Według agencji RIA-Nowosti rozmowy w "formacie normandzkim", planowane wcześniej na godz. 16.30 czasu polskiego, rozpoczną się z opóźnieniem.
Poroszenko, Hollande i Merkel przylecieli do Mińska prawie równocześnie. Ok. godzinę później w białoruskiej stolicy zjawił się Putin. Według rosyjskiej telewizji Kanał 1. w Mińsku są również przywódcy separatystów - samozwańczej Donieckiej Republiki Ludowej (DRL) Ołeksandr Zacharczenko i Ługańskiej Republiki Ludowej (ŁRL) Ihor Płotnicki.
Jak powiedziało źródło z otoczenia francuskiego prezydenta, przed negocjacjami z rosyjskim prezydentem przewidziano spotkanie Merkel, Hollande'a i Poroszenki.

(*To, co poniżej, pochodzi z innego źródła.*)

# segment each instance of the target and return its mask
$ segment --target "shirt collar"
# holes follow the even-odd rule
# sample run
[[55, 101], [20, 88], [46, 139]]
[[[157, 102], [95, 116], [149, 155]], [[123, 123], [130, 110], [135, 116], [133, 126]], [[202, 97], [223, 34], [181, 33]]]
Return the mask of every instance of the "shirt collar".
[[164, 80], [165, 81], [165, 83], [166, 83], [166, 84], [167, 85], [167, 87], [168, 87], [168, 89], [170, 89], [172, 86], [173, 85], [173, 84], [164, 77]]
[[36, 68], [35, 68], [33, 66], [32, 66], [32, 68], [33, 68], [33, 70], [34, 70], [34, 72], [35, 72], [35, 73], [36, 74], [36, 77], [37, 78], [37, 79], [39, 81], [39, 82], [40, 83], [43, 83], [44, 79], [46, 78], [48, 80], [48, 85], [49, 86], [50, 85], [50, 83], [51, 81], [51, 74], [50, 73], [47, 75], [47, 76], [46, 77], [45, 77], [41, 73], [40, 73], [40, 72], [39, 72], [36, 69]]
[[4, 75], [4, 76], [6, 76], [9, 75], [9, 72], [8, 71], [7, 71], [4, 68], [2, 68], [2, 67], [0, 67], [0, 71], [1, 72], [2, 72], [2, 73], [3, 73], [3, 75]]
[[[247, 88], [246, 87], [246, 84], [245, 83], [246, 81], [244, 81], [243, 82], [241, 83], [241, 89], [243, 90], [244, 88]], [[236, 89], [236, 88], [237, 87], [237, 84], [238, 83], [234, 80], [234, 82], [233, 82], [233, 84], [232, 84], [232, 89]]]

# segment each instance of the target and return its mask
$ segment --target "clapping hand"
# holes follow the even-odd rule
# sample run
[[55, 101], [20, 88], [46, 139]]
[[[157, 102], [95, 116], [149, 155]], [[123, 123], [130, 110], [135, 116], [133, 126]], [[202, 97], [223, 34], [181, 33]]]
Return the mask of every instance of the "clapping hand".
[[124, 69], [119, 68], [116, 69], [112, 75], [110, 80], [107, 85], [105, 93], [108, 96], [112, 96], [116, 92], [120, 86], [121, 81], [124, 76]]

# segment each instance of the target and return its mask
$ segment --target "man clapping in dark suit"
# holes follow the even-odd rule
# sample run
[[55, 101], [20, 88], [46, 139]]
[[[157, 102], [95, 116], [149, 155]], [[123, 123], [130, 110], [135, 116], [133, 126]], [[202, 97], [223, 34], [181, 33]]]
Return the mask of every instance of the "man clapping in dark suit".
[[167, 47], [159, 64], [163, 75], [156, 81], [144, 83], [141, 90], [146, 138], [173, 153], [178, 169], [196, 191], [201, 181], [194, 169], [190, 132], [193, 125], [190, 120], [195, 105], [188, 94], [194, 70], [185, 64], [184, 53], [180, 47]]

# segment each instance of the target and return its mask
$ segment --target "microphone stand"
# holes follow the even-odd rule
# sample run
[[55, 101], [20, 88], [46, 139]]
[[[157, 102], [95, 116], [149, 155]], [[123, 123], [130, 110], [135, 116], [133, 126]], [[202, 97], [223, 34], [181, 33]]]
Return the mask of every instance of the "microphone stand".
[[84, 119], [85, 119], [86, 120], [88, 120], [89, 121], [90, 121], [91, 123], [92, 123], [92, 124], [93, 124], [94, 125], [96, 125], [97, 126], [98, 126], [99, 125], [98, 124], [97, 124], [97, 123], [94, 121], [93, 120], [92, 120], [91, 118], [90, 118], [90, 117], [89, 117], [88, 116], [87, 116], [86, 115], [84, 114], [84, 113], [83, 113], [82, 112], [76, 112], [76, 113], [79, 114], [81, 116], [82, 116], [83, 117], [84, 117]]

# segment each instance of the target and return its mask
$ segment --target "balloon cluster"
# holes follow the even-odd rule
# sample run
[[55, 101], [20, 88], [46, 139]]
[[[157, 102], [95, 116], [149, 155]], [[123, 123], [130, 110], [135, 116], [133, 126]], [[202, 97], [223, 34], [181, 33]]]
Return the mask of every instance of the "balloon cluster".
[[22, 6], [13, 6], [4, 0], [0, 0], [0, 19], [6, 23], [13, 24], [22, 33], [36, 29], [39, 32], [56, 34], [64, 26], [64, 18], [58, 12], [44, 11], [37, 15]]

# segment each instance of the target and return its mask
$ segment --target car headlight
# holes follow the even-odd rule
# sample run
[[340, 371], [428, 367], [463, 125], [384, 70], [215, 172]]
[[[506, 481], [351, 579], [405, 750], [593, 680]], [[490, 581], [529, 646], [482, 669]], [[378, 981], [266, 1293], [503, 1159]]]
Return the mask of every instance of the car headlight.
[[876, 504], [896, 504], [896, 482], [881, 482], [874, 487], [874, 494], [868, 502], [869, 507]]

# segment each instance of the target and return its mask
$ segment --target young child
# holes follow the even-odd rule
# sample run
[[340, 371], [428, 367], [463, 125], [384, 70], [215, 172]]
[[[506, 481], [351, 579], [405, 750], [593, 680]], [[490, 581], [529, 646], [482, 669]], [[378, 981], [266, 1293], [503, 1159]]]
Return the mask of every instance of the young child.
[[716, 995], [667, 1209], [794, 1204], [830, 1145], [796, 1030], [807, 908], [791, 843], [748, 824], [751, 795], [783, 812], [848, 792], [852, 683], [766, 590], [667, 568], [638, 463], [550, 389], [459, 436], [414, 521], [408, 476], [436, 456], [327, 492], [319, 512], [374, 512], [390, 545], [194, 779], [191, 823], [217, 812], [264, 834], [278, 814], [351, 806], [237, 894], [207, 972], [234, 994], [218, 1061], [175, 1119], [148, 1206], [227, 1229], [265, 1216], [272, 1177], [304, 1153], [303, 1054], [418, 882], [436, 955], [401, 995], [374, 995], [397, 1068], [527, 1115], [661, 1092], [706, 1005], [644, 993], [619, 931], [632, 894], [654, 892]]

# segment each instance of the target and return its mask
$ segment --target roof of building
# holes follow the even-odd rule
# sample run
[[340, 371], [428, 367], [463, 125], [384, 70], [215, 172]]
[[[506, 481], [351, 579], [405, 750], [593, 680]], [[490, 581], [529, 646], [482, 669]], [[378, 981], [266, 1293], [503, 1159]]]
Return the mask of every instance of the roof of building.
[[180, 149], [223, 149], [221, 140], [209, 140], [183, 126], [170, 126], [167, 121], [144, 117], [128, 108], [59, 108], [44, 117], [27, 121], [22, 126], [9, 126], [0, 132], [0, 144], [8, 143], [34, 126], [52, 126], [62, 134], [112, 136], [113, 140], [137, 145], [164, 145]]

Ukraiński szef państwa oświadczył, że cały świat oczekuje deeskalacji sytuacji na Ukrainie, bo inaczej wyrwie się ona spod kontroli.
Istnieje 70 proc. prawdopodobieństwa na osiągnięcie na środowym szczycie porozumienia w sprawie kryzysu ukraińskiego - oświadczyło przed spotkaniem rosyjskie źródło dyplomatyczne, cytowane przez Reutera. "Prezydenci nie jadą do Mińska bez powodu" - oznajmiło źródło.
Z kolei rosyjska agencja TASS, również powołując się na źródło dyplomatyczne podała, że w ramach przygotowań do szczytu trwa "nadzwyczaj napięta praca nad dokumentami" i odbywa się "wiele spotkań na różnych szczeblach". Jednak jest zbyt wcześnie, by mówić o rezultatach - zastrzegło to źródło.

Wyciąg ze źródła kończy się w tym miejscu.